Intel Lunar Lake thread

Artemis

Site Champ
Joined
Nov 5, 2023
Posts
359
Decided to make a thread for this one, since it’s a pretty big release and should be intel trying to get closer to others on battery life.


This is an old leak but interesting. Basically, they’re going to be able to match the M1 GPU perf/W but not much more. Is that good? Yes and no, depends on perspective.
 
Decided to make a thread for this one, since it’s a pretty big release and should be intel trying to get closer to others on battery life.


This is an old leak but interesting. Basically, they’re going to be able to match the M1 GPU perf/W but not much more. Is that good? Yes and no, depends on perspective.
what node is this on?

Will be tough to come within 20% of M* on the same process node, given the decoding disadvantage. But getting rid of hyperthreading is a good sign. Tells me they think they can keep the ALUs busy without it.
 
Decided to make a thread for this one, since it’s a pretty big release and should be intel trying to get closer to others on battery life.


This is an old leak but interesting. Basically, they’re going to be able to match the M1 GPU perf/W but not much more. Is that good? Yes and no, depends on perspective.
Yeah matching GPU perf in TFLOPs, which is okay, but I don't think Intel has a TBDR design so it may not match in rasterization performance as typically Apple GPUs do much better than you would expect in rasterization given their TFLOPs. Then again, looks like it'll start with 16GB of RAM, so that'll definitely help with some graphical workloads, even for a small GPU like this one. And of course in compute it should be similar - unless one has specifically designed the GPU otherwise (looks side eyes at Qualcomm) the TFLOPs can give an okay indication of GPU performance (depending on the workload of course, memory bandwidth matters a lot too and cache, etc ... ). EDIT: In terms of TFLOPs/watt it should be better at 2.5 per 12W and in fact I'd argue that should be a given since it should have a node advantage. Just raw TFLOPs, not performance in any given workload, is simply the number of FP units x 2 x clock speed so power advantage in TFLOPs should always be at least roughly proportional to node advantage unless someone really screws up the design.

I don't think they can hit, or get close to honestly, M1 CPU perf/watt yet, especially not ST.
what node is this on?

A mix of different nodes, N3B for the CPU and maybe Intel's own for a couple of the other tiles - leaks keep flopping for Arrow Lake and Lunar Lake over exactly which tiles are going on Intel and which are going on TSMC. This one says N3B for the CPU tiles, I've seen other leaks that were saying it was for the GPU tile but that might've been Arrow Lake. Intel may indeed be switching it up depending on processor to get different performance curves, but 🤷‍♂️. It's basically confirmed that some tiles on Intel's upcoming chips will be TSMC N3B, just, in mind, not 100% which ones.
Will be tough to come within 20% of M* on the same process node, given the decoding disadvantage. But getting rid of hyperthreading is a good sign. Tells me they think they can keep the ALUs busy without it.
Yeah they're only claiming to match/beat GPU perf/W and only in TFLOPs. I very much doubt they can get close to M1 CPU ST perf/W, yet.
 
Last edited:
what node is this on?

Will be tough to come within 20% of M* on the same process node, given the decoding disadvantage. But getting rid of hyperthreading is a good sign. Tells me they think they can keep the ALUs busy without it.
N3B, lol. Like I said elsewhere, pretty sad attempt in a lot of ways, it’s look like. But also an upgrade relative to their other efforts.
 
Keep in mind lunar is mainly N3B. It’s mostly one tile, the gpu and soc and cpu are all one thing. The IO is the only separate part. Deliberate point to avoid the mess that was MTL.
 
Looks like Intel broke thru the 8 wide code barrier for x86. Their e core now is 9 wide..

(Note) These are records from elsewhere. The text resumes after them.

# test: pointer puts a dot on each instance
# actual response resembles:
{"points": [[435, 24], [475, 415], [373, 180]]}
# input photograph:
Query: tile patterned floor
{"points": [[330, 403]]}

It was 6 wide in Crestmont. These Skymont cores will be good.
 
Looks like Intel broke thru the 8 wide code barrier for x86. Their e core now is 9 wide..

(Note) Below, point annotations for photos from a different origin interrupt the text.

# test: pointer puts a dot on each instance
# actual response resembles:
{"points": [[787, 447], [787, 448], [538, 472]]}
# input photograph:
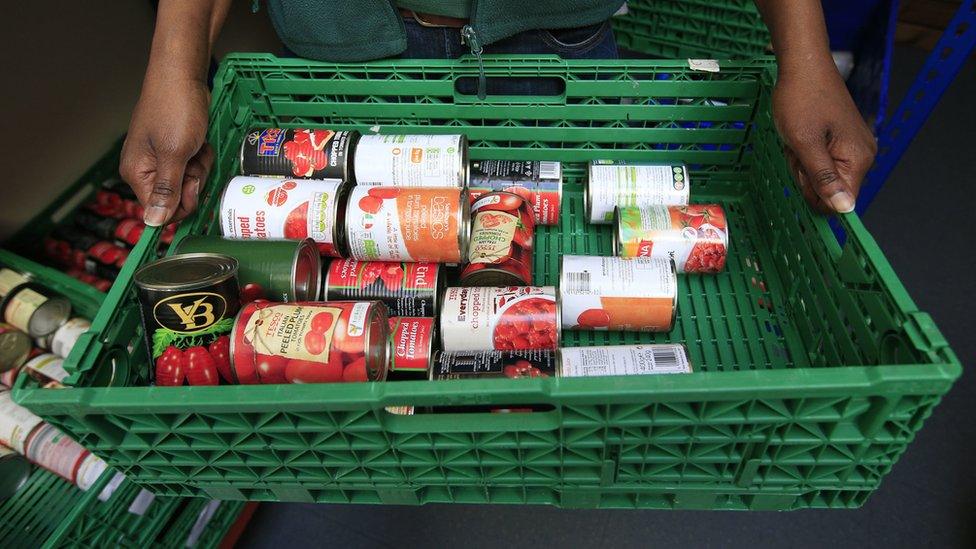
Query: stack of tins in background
{"points": [[773, 358]]}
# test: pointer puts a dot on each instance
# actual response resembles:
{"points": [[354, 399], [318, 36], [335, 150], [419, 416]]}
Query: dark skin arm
{"points": [[828, 145], [165, 157]]}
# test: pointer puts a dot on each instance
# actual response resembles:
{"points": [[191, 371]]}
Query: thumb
{"points": [[819, 172], [167, 188]]}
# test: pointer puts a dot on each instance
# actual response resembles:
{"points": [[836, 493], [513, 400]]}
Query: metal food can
{"points": [[500, 248], [615, 183], [14, 470], [625, 360], [34, 309], [407, 289], [310, 342], [495, 364], [279, 270], [314, 153], [696, 237], [17, 423], [613, 293], [539, 183], [188, 303], [15, 345], [412, 160], [56, 452], [411, 347], [408, 224], [512, 318], [262, 208]]}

Yes, but this is done via 3x3 decoder clusters, which basically doesn’t actually provide the throughput of a full 9-wide cluster and is another way of implementing predecode or a microop cache at less area/power apparently, and even then people have doubts about how useful this actually is. Lion Cove is like 8-wide with regular decoding by contrast and the higher performance version. It’s a cope either way, even Arm cortex E Cores now are straight 6-wide with real decoders, no op caches, etc.


The Skymont stuff should be improved but occupy a weird ground (IMO) and have some convoluted ways to get to their performance, which I guess is fine except that currently Crestmont is awfully mediocre when it comes to power, albeit part of that is Intel’s platform/fabric.
 
Basically, Arm cores of three different firms still have the full width advantage and the cost function for engineering this (or engineering around it for X86 rather) is still there and nontrivial.

Mind you I do not think this is even a top 3 significant issue for them as opposed to other things like designing for higher clocks, crap fabrics, not enough SRAM, but it absolutely is extra engineering effort.
 
Looks like Intel broke thru the 8 wide code barrier for x86. Their e core now is 9 wide..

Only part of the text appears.